Phase 03

Develop AI Coding Agents & Code Generation

Direct coding agents that plan and execute multi-step tasks, generate and refactor code, and hand you reviewable diffs. The job shifts from typing every line to scoping, steering, and reviewing.

What is the Develop Phase?

The Develop phase is where AI does the most visible work - and it has changed the most. AI has moved past autocomplete and inline suggestions to coding agents that take a scoped task, plan it, and execute it across multiple files before handing you a diff to review.

That changes the developer's role rather than removing it. You spend less time typing every line and more time writing clear specs, giving the agent the right context (often through MCP-connected tools), steering it when it drifts, and owning the review of everything it produces. The agent is fast and tireless; the judgment, architecture, and accountability stay with you.

In the Develop phase, AI helps you:

  • Execute scoped, multi-step tasks as a coding agent
  • Generate code that follows your project's patterns and style
  • Refactor existing code for better performance or readability
  • Debug issues by analyzing error messages and code flow
  • Explain unfamiliar code or complex algorithms

The discipline that makes this work - clear context and rigorous review - is its own skill. See Context & Spec-Driven Development and the AI Agents & Tools guide.

Quick Reference

AI Role

Coding Agent

Key Output

Working, tested code

Tools

Claude Code, Cursor, Copilot, Codex


Key Activities

Agentic Task Execution

Hand a coding agent a scoped task and it plans the steps, edits across multiple files, runs commands, and returns a diff - following your project's patterns and style.

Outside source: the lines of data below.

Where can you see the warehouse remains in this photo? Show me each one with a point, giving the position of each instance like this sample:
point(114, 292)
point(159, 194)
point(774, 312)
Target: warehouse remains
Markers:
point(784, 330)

Example Prompt: "Add a user data hook with loading, error, and retry states, wire it into the profile page, and add tests. Show me the diff before committing."

Real-Time Review

AI reviews your code as you write, catching bugs, security issues, and suggesting improvements before you commit.

Example Prompt: "Review this function for potential bugs, security vulnerabilities, and performance issues."

Refactoring

AI helps refactor legacy code, extract reusable functions, and improve code structure while maintaining functionality.

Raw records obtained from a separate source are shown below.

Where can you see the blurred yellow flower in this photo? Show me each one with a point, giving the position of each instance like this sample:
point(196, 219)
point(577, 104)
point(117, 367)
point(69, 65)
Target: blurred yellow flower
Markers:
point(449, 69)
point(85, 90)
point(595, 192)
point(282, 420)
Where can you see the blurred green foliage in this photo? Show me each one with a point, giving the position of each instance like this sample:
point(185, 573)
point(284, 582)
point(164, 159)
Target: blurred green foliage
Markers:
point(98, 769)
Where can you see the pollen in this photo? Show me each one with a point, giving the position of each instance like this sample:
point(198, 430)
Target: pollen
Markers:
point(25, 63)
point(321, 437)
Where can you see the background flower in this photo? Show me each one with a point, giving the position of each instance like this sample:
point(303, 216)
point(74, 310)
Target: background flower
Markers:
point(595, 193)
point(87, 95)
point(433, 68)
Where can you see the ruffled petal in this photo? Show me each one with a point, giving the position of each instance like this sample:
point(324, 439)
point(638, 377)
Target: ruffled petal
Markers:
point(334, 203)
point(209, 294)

Example Prompt: "Refactor this class to use composition instead of inheritance, maintaining the same public interface."

Debugging

AI analyzes error messages, stack traces, and code flow to identify root causes and suggest fixes.

Example Prompt: "This function throws 'undefined is not a function' - analyze the code and explain why this error occurs."

Best Practices

Give Context

Always provide AI with relevant context - your project structure, coding standards, and the specific problem you're solving.

Review Every Agent Diff

An agent can change many files at once. Read, test, and understand the full diff before committing it - you are accountable for code you did not type.

Iterate on Prompts

If the first result isn't right, refine your prompt. Be more specific, provide examples, or break the task into smaller pieces.

Don't Skip Security

AI may generate code with security vulnerabilities. Always run security scans and review for common issues like injection attacks.